公民黨議員郭榮鏗、民建聯議員周浩鼎數周前分別訪美,說要游說美國政界不應改變香港獨立關稅地區的特有地位云云。

明眼人自然明白,那只是政客在做「為民請命」秀,只是兩人有何斤両、才幹、地位、關係,可當此重任?

兩人帶回來的訊息也差天共地,相當奇怪,一般港人無興趣深究,筆者卻認為跟美方有非一般關係的公民黨郭榮鏗,是有傳話者的角色;只是他像故意加進自己的想法,所傳的話於是有誤。

政客訊息 相去甚遠

周浩鼎反而正路一點,他會見國務院負責香港事務的官員,級別不一定高,但既是官方,一定不會亂說話;官員說美國的美中經濟與安全審議委員會發表的報告,並非國務院的官方報告。這點本欄已有評論,有留意新聞細節的人應知,只是泛民利用媒體話語權,有意誇大報告的嚴重性,予人美國準備取消香港特殊地位的印象。

周浩鼎引述,美方也主動提出DQ事件、馬凱事件等,表示關注。

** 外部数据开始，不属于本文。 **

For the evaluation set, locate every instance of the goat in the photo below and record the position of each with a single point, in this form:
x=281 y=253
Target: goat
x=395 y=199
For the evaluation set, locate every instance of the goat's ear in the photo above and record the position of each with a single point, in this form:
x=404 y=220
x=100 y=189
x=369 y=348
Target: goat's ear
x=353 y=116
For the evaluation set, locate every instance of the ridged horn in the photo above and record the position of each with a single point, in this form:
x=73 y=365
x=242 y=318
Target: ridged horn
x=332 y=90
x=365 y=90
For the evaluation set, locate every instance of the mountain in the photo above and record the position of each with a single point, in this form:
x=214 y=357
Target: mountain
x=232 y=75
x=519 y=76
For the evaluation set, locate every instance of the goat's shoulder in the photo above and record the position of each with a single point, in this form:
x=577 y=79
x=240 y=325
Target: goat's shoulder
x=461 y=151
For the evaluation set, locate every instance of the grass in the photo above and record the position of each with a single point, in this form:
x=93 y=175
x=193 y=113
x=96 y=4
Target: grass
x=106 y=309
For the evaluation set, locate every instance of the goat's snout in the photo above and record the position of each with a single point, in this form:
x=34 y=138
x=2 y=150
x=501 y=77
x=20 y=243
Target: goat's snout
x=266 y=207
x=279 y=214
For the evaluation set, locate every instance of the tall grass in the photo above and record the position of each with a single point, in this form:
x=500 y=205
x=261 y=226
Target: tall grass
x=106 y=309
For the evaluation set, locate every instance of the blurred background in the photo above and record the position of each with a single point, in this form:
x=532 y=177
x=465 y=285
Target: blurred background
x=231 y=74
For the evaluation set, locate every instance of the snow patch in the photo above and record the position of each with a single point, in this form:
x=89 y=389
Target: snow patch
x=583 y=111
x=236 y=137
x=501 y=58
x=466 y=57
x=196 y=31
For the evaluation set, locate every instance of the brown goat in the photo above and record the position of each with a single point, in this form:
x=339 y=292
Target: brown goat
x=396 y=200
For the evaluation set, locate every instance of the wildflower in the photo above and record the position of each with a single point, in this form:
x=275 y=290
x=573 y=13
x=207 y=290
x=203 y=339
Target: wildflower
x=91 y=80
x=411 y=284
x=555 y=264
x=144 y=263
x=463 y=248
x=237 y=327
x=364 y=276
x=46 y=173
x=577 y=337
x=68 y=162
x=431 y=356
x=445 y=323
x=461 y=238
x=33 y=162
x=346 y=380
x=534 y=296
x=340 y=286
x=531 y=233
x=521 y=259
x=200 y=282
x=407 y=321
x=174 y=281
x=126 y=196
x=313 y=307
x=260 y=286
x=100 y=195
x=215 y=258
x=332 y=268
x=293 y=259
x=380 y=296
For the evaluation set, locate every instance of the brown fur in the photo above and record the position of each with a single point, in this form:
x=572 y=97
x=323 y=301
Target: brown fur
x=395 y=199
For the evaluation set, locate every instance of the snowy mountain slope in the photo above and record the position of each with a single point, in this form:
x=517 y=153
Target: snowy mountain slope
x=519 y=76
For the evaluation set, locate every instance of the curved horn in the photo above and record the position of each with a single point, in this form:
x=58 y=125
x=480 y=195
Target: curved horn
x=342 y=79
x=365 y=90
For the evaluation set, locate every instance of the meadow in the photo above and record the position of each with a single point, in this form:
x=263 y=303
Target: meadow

這是官方立場,由美國國務院完成據《美國—香港政策法》(下稱《政策法》)所要求而作的年度報告,2018年的一份報告也例有這類批評,但結論是香港的「一國兩制」運作良好,無大問題(見筆者2018年11月20日〈港人不必自驚也不要自欺〉一文)。

美國對香港貿易是全球各國順差最大的國家,美國在報告估計美港貿易在2015年支持了美國18.8萬個工作機會,隨意改變美港經貿關係,不符美國利益。

筆者並非說中美冷戰下不會影響香港,香港對美而言,是一隻很有效的棋子,這棋子亦一定用上,只是如何走,負責傳話的人無資格知道,只須簡單傳送一個訊息:美方關注香港的政治情況,而且在不久的將來有所動作。這訊息郭榮鏗算是傳達了,但避重就輕轉移了重心。

郭榮鏗引述「美國政界共識」,這是一個相當有意思的用語,不知是否包括CIA,但一定不只官方的國務院官員,多半有關注香港的美國會議員在內。郭大狀得到的共識顯然比周浩鼎的說法豐富而具體得多,但也太似香港泛民的主觀願望了吧?

在五項條件下,美國會撤銷《政策法》中的獨立關稅區地位,包括(《政策法》只把香港視作一個在政治、經濟、貿易政策方面與中國不同的地區):

一、候選人或當選議員被DQ;

二、外國記者被逐;

三、民主派被政治檢控;

四、提倡訂立嚴厲的23條;

五、繼續拖延真普選。若郭榮鏗沒有誇大其詞,取消香港特殊地位包括獨立關稅地區地位,美國豈不是事在必行?

筆者基於這5點的誇張性判斷,這只屬郭大狀錯誤解讀收到訊息的結果,港人特別是本土派應只視為參考而非事實。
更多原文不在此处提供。